Fun, Fun, Fun
Our father rarely goes out in search of souls himself these days. He prefers to leave such tasks to underlings, and concentrate more on administration. But he’ll go out on a job himself if a prospect particularly interests him, like the girl in California who swore she would sell her soul for a car.
A little bit of paperwork and a signature in blood later, our father gave her the car she wanted. And what a car it was. A Thunderbird, a convertible Flair Bird, cherry red with white leather interior. A 427, no less, the most powerful of them all, capable of zero to sixty in six seconds flat with a top speed of 135 miles per hour. Oh, it was a beautiful machine.
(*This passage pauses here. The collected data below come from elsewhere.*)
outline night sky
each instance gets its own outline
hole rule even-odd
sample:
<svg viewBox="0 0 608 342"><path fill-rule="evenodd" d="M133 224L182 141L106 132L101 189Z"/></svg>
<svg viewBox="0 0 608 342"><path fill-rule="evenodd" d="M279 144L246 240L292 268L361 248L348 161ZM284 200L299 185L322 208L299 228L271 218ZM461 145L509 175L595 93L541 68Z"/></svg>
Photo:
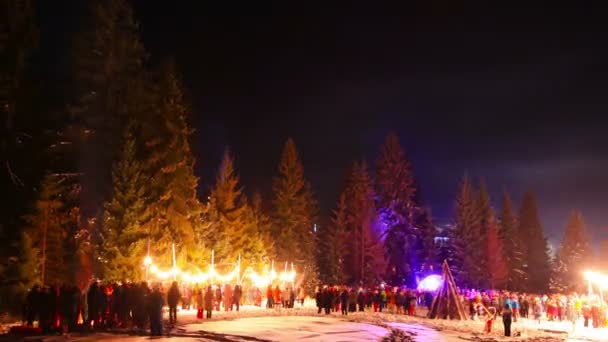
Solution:
<svg viewBox="0 0 608 342"><path fill-rule="evenodd" d="M328 213L352 161L373 163L394 130L439 223L466 172L495 205L503 189L517 206L534 191L552 244L573 208L608 239L602 11L132 3L151 62L174 57L182 73L201 193L229 146L246 191L270 200L291 136Z"/></svg>

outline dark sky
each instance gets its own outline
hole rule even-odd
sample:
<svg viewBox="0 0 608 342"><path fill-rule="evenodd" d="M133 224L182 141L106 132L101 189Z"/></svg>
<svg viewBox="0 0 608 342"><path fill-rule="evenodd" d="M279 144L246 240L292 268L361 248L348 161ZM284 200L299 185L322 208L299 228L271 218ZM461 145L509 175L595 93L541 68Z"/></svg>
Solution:
<svg viewBox="0 0 608 342"><path fill-rule="evenodd" d="M573 208L608 239L602 11L259 3L133 1L152 60L181 70L205 187L230 146L246 189L268 195L291 136L328 212L351 162L394 130L439 222L467 172L497 205L534 191L554 244Z"/></svg>

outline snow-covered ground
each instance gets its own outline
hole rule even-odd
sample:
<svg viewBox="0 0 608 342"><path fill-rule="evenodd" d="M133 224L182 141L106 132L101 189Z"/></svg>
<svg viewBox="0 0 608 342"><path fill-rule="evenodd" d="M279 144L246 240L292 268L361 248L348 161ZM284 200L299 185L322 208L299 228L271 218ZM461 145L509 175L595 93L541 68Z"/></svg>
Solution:
<svg viewBox="0 0 608 342"><path fill-rule="evenodd" d="M421 312L422 314L422 312ZM167 317L165 317L167 318ZM236 312L213 312L211 320L198 320L195 311L180 311L178 324L166 331L171 341L379 341L394 329L407 332L413 341L608 341L608 329L574 327L567 322L523 320L514 323L520 337L506 338L502 321L494 323L492 334L483 333L483 321L429 320L424 317L388 313L354 313L341 316L317 314L316 308L265 309L245 306ZM44 341L144 341L147 336L127 331L82 336L46 337ZM161 338L160 340L164 340ZM0 338L0 341L4 340ZM39 338L37 340L40 340Z"/></svg>

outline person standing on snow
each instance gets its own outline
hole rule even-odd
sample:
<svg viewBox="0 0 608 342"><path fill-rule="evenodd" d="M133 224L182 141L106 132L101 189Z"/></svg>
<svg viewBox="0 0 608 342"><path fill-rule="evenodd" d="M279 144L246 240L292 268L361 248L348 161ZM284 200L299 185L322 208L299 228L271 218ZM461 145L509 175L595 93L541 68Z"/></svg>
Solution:
<svg viewBox="0 0 608 342"><path fill-rule="evenodd" d="M211 312L213 311L213 288L211 285L207 287L207 291L205 292L205 311L207 312L207 319L211 319Z"/></svg>
<svg viewBox="0 0 608 342"><path fill-rule="evenodd" d="M340 294L340 307L342 308L342 315L348 315L348 301L349 295L348 290L345 288Z"/></svg>
<svg viewBox="0 0 608 342"><path fill-rule="evenodd" d="M177 287L177 282L174 281L171 284L171 288L169 288L169 293L167 294L167 304L169 305L169 323L175 324L177 322L177 303L179 302L179 298L181 297L179 293L179 288Z"/></svg>

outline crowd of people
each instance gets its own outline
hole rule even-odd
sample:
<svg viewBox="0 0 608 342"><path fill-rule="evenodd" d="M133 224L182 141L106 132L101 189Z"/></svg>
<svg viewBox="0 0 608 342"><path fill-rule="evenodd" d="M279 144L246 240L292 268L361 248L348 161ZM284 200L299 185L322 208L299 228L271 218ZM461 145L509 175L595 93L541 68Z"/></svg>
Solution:
<svg viewBox="0 0 608 342"><path fill-rule="evenodd" d="M375 288L352 288L347 286L323 286L315 293L317 313L340 311L342 315L356 311L389 312L415 315L420 302L429 306L431 293L420 293L413 289L379 286Z"/></svg>
<svg viewBox="0 0 608 342"><path fill-rule="evenodd" d="M606 327L606 305L597 295L530 295L508 291L460 291L462 303L473 320L484 320L486 331L491 332L493 322L501 317L505 334L510 335L512 322L522 318L548 321L569 321L573 326L579 320L584 326ZM293 286L269 285L266 303L261 289L241 285L219 286L181 284L170 286L154 283L151 287L142 283L93 282L81 291L75 286L34 286L24 305L24 322L44 332L74 331L76 329L132 328L144 332L150 328L152 335L163 331L163 308L169 311L169 325L177 322L178 306L182 310L196 309L197 318L212 317L213 311L239 311L243 304L268 309L293 308L304 305L306 293ZM353 288L348 286L322 286L313 298L317 313L341 312L388 312L391 314L416 315L417 307L430 307L433 293L415 289L377 286Z"/></svg>
<svg viewBox="0 0 608 342"><path fill-rule="evenodd" d="M250 291L251 304L260 306L261 299ZM257 289L257 297L261 298ZM134 328L140 332L148 327L152 335L162 335L163 307L168 307L169 324L177 322L177 309L197 309L197 317L211 318L212 311L238 311L243 304L241 285L221 286L178 285L169 287L154 283L93 282L86 291L75 286L34 286L26 297L23 308L25 325L44 333L70 332L78 327L88 330ZM257 302L257 303L256 303Z"/></svg>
And she was beautiful when she drove it, too, with her red hair streaming behind her. The boys couldn’t resist racing her, but they never caught her, no. Her T-bird was her life, her joy, her one true love.
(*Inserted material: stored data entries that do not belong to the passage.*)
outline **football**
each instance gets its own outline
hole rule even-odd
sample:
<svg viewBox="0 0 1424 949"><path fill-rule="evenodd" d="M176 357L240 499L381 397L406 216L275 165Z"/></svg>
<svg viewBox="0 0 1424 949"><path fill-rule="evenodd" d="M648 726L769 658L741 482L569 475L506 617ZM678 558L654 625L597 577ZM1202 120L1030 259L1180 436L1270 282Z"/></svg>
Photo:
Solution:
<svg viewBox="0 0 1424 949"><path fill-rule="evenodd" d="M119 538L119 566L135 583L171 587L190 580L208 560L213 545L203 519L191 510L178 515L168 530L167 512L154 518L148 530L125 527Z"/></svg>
But she drove that car too fast, too hard. She was going northbound on Highway 1, doing a hundred and ten, when she misjudged a hard left turn. The beautiful car and the beautiful girl fell over the cliffside and into the steely gray waters of the Pacific.
So she didn’t get to enjoy that Thunderbird for very long, but a contract is a contract. Her soul belongs to our father now, and the caverns of Hell ring with her screams as we apply our pitchforks and white-hot brands to her tender pale flesh.
And we’ll have fun, fun, fun, now that Daddy took the T-bird away.